FAECAL TRANSPLANTS REVERSE HALLMARKS OF AGEING

AgroFOOD Industry Hi Tech

 

Figure credit: Getty images

 

Scientists at the Quadram Institute and the University of East Anglia have provided evidence, from research in mice, that transplanting faecal microbiota from young into old mice can reverse hallmarks of ageing in the gut, eyes, and brain.

In the reverse experiment, microbes from aged mice induced inflammation in the brain of young recipients and depleted a key protein required for normal vision.

These findings show that gut microbes play a role in the regulating some of the detrimental effects of ageing and open up the possibility of gut microbe-based therapies to combat decline in later life.

It has been known for some time that the population of microbes that we carry around in our gut, collectively called the gut microbiota, is linked to health.
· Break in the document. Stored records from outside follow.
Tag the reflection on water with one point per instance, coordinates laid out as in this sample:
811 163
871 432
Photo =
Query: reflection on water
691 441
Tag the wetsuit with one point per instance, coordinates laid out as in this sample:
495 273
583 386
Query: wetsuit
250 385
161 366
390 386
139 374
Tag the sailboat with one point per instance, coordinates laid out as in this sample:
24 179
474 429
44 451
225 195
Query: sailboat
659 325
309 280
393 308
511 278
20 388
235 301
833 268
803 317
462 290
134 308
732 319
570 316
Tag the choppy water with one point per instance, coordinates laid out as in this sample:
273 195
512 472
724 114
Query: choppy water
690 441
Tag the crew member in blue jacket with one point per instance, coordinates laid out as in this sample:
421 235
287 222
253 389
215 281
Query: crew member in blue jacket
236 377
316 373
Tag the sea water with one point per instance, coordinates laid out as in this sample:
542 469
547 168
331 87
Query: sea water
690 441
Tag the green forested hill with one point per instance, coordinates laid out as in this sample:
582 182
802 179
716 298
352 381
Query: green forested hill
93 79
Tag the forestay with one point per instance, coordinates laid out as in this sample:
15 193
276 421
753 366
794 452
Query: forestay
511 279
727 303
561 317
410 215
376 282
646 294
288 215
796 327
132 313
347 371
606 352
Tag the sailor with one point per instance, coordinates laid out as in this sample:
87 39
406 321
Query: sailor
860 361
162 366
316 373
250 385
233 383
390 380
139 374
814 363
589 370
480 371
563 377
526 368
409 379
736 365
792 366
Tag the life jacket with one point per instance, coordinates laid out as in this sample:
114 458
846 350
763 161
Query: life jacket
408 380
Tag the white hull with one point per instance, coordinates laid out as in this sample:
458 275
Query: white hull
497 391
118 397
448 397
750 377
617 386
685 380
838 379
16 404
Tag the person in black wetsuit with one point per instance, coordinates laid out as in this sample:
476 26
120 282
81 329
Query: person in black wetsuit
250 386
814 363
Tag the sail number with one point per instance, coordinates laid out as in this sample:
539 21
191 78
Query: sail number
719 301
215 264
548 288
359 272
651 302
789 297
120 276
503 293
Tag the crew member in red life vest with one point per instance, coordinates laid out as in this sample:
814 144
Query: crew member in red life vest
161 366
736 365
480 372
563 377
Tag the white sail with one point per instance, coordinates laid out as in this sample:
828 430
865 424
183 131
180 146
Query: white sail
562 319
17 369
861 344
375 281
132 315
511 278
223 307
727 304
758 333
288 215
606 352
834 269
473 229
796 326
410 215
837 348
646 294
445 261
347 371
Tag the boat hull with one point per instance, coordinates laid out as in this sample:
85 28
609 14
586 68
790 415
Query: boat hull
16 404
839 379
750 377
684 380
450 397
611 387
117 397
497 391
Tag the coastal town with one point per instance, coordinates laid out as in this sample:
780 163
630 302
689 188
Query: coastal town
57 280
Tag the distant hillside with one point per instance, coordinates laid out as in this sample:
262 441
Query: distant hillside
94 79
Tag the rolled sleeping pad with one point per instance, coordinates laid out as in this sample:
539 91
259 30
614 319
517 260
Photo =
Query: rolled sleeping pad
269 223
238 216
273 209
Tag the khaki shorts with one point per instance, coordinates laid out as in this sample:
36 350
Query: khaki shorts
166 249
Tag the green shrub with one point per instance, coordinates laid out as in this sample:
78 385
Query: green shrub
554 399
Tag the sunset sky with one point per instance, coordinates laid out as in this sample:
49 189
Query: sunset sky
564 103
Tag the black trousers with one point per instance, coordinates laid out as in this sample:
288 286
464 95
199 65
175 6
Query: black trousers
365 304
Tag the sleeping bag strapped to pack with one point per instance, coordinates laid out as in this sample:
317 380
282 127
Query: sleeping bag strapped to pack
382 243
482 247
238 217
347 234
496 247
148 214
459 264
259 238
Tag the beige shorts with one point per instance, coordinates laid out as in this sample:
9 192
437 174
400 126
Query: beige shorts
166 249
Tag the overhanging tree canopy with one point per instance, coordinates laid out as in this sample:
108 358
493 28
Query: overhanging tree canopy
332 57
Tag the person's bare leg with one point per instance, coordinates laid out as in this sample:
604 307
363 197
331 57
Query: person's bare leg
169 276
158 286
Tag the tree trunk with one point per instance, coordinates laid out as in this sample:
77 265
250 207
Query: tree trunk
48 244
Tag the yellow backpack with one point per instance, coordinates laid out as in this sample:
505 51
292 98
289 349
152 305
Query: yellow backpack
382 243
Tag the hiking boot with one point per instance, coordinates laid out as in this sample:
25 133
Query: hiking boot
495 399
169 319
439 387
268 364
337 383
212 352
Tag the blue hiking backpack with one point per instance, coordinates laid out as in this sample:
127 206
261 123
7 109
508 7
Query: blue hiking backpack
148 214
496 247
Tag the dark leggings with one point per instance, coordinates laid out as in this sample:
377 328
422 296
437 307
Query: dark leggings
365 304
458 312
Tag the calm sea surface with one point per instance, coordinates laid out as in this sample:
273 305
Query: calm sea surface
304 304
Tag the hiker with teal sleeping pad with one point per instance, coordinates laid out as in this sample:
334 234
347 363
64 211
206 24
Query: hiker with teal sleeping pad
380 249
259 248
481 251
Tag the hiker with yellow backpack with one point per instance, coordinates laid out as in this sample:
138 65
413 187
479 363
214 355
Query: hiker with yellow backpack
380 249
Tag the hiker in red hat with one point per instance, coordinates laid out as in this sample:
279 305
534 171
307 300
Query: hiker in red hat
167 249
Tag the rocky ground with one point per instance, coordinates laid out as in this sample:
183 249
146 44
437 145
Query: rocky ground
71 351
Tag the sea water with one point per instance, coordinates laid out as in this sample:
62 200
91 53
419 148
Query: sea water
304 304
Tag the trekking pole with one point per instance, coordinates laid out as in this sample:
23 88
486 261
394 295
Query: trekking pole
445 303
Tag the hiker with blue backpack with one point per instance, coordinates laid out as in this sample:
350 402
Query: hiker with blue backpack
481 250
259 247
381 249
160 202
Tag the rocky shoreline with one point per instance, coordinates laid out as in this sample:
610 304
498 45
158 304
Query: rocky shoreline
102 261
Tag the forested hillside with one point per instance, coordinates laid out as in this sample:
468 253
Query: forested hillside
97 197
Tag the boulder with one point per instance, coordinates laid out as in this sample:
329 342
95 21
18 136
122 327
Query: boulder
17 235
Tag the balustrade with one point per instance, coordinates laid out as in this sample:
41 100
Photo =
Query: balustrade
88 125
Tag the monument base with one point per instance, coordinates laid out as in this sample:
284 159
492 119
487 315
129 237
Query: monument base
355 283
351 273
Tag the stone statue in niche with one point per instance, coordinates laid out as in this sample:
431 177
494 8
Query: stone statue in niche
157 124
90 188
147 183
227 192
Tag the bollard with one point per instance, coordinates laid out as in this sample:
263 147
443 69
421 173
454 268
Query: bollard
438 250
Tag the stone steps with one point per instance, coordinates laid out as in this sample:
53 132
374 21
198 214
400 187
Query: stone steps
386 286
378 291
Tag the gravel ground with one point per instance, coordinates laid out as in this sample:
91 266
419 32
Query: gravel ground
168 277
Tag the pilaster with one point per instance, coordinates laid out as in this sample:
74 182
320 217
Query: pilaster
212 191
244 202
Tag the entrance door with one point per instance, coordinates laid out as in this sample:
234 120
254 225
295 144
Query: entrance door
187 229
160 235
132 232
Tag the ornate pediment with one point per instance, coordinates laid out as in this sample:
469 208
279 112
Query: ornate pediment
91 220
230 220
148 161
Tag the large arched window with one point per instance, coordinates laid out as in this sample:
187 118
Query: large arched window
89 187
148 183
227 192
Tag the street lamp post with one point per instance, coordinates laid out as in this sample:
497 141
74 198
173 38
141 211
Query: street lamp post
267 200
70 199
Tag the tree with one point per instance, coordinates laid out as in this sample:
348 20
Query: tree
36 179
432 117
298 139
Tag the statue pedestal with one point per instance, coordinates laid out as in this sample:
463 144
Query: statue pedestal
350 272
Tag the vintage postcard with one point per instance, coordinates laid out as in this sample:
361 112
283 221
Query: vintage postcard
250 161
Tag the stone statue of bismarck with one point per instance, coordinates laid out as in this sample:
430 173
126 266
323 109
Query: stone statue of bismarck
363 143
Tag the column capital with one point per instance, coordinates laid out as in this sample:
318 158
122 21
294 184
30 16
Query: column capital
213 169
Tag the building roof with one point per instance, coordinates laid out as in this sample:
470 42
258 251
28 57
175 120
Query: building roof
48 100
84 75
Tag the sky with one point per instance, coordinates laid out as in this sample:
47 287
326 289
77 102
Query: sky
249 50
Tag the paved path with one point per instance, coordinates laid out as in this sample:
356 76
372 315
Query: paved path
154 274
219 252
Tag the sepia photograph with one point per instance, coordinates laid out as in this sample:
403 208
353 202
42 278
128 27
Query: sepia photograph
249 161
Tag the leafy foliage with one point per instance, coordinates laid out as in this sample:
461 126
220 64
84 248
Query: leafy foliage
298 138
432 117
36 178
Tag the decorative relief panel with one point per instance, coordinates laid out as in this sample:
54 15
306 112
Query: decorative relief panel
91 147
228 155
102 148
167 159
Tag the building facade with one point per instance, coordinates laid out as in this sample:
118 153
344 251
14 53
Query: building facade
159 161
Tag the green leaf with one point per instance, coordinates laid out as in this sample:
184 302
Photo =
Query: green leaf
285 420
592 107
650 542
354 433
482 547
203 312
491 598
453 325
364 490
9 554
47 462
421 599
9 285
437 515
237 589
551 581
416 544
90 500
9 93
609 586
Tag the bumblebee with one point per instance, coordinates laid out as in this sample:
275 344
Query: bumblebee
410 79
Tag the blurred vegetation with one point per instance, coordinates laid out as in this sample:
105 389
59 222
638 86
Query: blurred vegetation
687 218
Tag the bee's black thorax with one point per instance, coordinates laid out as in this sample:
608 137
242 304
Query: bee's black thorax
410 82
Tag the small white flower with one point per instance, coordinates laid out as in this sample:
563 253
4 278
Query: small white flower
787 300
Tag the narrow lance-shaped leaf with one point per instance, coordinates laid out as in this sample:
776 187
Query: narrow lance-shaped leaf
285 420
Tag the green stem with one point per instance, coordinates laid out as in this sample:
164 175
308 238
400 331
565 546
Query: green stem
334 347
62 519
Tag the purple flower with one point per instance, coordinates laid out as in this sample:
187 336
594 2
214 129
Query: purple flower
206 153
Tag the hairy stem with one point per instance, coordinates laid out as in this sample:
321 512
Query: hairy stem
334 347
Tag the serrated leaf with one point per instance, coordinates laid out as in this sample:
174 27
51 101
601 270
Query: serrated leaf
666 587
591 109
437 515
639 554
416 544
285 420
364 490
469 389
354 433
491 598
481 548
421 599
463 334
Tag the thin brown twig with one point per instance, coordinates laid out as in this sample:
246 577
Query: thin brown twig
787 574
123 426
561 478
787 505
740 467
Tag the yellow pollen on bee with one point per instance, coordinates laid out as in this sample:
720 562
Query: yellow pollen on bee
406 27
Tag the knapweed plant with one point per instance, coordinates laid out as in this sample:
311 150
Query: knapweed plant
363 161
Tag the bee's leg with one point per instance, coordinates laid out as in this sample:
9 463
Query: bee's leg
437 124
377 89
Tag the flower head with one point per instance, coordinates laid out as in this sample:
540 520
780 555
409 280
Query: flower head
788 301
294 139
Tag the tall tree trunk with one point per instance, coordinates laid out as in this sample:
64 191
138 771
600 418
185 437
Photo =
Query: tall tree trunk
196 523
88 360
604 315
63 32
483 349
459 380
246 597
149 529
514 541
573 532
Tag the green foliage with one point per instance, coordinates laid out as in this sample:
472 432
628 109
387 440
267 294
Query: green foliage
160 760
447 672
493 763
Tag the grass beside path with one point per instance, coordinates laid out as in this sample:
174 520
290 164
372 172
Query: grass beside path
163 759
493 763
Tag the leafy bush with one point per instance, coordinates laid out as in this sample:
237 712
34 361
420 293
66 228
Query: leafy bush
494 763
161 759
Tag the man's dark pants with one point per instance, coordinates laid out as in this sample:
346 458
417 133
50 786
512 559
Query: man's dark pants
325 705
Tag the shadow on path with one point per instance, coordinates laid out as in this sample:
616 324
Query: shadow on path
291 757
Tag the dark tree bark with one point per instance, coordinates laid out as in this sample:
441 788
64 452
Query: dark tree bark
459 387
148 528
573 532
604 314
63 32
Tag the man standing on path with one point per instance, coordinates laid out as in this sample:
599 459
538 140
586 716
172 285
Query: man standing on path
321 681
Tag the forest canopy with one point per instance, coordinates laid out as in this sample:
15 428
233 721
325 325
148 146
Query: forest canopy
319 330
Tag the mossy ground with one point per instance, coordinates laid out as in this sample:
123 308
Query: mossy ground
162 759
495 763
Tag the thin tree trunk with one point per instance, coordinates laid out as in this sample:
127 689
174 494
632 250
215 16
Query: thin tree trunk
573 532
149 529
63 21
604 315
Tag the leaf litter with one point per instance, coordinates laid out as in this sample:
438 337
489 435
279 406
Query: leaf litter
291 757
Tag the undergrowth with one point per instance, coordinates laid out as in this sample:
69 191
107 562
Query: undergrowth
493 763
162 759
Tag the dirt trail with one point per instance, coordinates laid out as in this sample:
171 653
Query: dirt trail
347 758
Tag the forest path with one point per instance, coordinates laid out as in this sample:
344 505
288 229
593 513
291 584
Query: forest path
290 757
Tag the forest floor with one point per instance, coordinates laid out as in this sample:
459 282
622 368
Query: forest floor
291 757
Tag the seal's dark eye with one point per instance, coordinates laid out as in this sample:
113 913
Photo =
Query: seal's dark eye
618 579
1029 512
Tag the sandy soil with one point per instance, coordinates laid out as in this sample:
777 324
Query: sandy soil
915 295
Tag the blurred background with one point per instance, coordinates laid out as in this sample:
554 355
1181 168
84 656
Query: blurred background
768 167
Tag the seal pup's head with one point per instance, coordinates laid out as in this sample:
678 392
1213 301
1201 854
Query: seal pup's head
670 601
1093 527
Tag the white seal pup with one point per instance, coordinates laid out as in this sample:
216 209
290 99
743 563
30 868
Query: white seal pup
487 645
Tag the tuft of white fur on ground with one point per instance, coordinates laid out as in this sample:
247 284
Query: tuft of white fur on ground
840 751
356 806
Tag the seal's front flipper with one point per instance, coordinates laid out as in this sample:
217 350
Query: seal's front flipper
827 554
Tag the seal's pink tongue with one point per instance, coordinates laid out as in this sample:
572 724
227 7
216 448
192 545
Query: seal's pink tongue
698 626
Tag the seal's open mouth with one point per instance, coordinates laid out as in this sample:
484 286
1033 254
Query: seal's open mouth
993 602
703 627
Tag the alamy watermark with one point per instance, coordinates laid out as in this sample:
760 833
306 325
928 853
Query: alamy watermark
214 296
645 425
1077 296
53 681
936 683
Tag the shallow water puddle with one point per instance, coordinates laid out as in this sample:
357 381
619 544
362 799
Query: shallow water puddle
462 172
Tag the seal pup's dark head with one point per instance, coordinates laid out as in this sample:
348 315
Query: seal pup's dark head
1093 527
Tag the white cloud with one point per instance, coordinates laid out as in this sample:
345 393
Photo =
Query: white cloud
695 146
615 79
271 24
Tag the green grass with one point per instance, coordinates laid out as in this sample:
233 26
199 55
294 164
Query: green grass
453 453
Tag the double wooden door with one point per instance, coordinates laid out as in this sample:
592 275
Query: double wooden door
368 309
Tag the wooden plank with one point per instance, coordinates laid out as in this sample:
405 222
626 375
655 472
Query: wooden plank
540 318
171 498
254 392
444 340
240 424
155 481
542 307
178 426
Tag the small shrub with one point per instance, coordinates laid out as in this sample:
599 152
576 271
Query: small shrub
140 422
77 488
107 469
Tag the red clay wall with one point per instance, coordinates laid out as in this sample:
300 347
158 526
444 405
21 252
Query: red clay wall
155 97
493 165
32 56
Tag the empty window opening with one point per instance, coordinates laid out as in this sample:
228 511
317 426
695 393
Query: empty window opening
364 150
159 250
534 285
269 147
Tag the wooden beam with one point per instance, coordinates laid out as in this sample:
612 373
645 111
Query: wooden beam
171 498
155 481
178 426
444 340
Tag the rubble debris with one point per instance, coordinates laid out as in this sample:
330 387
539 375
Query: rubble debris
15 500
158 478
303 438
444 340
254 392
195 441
Most diseases are associated with changes in the types and behaviour of bacteria, viruses, fungi and other microbes in an individual’s gut.

Some of these changes in microbiota composition happen as we age, adversely affecting metabolism and immunity, and this has been associated with age-related disorders including inflammatory bowel diseases, along with cardiovascular, autoimmune, metabolic and neurodegenerative disorders.

To better understand the effects of these changes in the microbiota in old age, scientists from the Quadram Institute transferred the gut microbes from aged mice into healthy young mice, and vice versa. They then looked at how this affected inflammatory hallmarks of ageing in the gut, brain and eye, which suffer from declining function in later life.

The study, published in the journal Microbiome, found that the microbiota from old donors led to loss of integrity of the lining of the gut, allowing bacterial products to cross into the circulation, which results in triggering the immune system and inflammation in the brain and eyes.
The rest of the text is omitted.